S&T and Geopolitics

  • Science and technology acts as a portion of geopolitics where technological developments boost Geo-political domination of the country.
  • This dominion can act as a decisive instrument to pursue a geopolitical outline and build strategic relations in international affairs.
  • It can also be a potential tool in national security and opening new market opportunities
  • Possession of high-class technology fetches greater power and control in International arena.
  • Intermediate powers like Canada and Switzerland are best examples in the international arena because of their S&T capabilities.
  • Being a small country it embraces a great geo-political importance because of its high-tech ecosystem.
  • One of the cause for India’s latest tilt regarding Israel is the latter’s strength in S&T, especially in agriculture.
  • Israel serves the triple purpose of boosting economic growth, ensuring national security, and offering international leverage.

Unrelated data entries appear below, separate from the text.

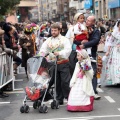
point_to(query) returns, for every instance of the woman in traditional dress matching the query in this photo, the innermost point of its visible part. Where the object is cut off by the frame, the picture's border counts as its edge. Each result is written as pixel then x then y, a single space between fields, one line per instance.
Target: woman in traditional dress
pixel 112 71
pixel 81 94
pixel 27 45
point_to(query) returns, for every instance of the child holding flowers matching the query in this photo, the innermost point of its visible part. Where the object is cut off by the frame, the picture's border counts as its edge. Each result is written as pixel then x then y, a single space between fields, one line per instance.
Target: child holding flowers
pixel 81 94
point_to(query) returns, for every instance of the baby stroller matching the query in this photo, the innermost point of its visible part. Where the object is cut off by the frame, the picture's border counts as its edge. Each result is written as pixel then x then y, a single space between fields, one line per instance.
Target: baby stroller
pixel 39 75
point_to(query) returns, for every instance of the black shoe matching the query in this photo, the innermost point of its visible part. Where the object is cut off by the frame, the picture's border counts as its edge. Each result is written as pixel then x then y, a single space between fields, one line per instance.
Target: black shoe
pixel 60 102
pixel 3 95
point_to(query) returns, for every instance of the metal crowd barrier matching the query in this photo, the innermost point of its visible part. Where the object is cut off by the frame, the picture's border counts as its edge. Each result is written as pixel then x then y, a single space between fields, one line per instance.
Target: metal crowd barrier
pixel 6 69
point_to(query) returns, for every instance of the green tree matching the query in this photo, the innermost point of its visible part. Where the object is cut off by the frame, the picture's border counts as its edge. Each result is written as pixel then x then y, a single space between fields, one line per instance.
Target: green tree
pixel 6 6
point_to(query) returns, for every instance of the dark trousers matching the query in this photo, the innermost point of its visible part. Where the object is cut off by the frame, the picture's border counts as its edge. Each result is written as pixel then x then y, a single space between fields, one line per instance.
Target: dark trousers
pixel 94 80
pixel 72 61
pixel 62 82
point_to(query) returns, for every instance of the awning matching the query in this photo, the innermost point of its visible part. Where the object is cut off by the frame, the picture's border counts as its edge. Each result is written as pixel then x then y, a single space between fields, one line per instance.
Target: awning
pixel 27 4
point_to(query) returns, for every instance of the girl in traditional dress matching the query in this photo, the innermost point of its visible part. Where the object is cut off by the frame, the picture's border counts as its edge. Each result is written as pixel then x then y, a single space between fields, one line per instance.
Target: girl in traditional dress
pixel 81 33
pixel 108 41
pixel 112 71
pixel 81 94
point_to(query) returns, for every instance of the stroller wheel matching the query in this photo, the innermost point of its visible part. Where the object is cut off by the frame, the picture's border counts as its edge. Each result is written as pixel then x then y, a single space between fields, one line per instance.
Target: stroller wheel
pixel 26 109
pixel 41 109
pixel 22 109
pixel 57 105
pixel 35 104
pixel 38 103
pixel 52 105
pixel 45 109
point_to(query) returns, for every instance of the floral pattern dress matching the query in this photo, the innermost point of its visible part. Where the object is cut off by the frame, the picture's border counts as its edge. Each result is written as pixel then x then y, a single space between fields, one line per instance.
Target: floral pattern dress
pixel 112 69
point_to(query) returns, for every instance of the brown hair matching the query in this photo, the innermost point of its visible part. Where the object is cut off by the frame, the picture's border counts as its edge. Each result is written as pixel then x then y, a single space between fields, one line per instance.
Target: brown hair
pixel 56 26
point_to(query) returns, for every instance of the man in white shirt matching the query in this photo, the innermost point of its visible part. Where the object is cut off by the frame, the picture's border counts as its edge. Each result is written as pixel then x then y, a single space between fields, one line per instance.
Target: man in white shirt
pixel 60 46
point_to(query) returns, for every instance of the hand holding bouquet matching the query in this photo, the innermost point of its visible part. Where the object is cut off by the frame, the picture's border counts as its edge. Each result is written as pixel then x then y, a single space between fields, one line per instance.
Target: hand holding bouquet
pixel 85 66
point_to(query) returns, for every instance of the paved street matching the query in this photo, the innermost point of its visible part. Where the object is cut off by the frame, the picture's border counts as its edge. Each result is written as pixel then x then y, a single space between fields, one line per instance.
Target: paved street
pixel 108 108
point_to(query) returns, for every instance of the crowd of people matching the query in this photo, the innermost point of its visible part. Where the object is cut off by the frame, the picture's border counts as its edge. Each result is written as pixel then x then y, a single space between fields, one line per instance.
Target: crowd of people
pixel 76 45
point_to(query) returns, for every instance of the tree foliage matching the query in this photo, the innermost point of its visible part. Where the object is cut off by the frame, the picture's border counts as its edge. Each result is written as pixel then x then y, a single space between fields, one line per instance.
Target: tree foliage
pixel 6 6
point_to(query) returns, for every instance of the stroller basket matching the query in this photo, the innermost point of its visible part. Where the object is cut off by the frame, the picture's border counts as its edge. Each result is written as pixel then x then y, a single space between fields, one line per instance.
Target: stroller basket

  • Country has been the world’s superpower for the past 50 years, because of their headship in S&T.
  • The beginning of World War I with the establishment of the Council of National Defense and the National Research Council established the Science and technological leadership.
  • World War II led to the development of the atomic weapon and Foundations of Silicon Valley.
  • The diplomatically important US space program was the seed of cold war.
  • Chinese innovation policy is a geopolitical apparatus to advance economic and military hegemony.
  • China’s New Industry Policy 2025 aims to make itself an “innovative country”.
  • Chinese moves in clean energy and space have made technology a prime pawn in the international power play.
  • China aims to become a superpower in Artificial Intelligence, leading to a technology race with the US.
  • The Chinese government also invests strategically in the US, particularly in Silicon Valley
  • India’s fresh works to focus on its domestic defense manufacturing industry, develop a regional satellite for South Asia, an independent GPS, as well as establish 20 world-class universities, are all seen as foot works in the S&T advancement to reach the power.
  • As per the 2015 report by the OECD, the US spent 2.7% of its GDP on research and development in 2013. South Korea and Israel each spent 4% of their GDP while China is targeting 2.5% by 2020.
  • India currently spends only 0.9% of GDP on R&D.
Way forward
  • India needs to diagnose the geopolitical reality of S&T.
  • India needs to build the infrastructure to generate new technologies and to invest in human capital, maintain a cadre of top scientists and professionals, and develop industry-lab links.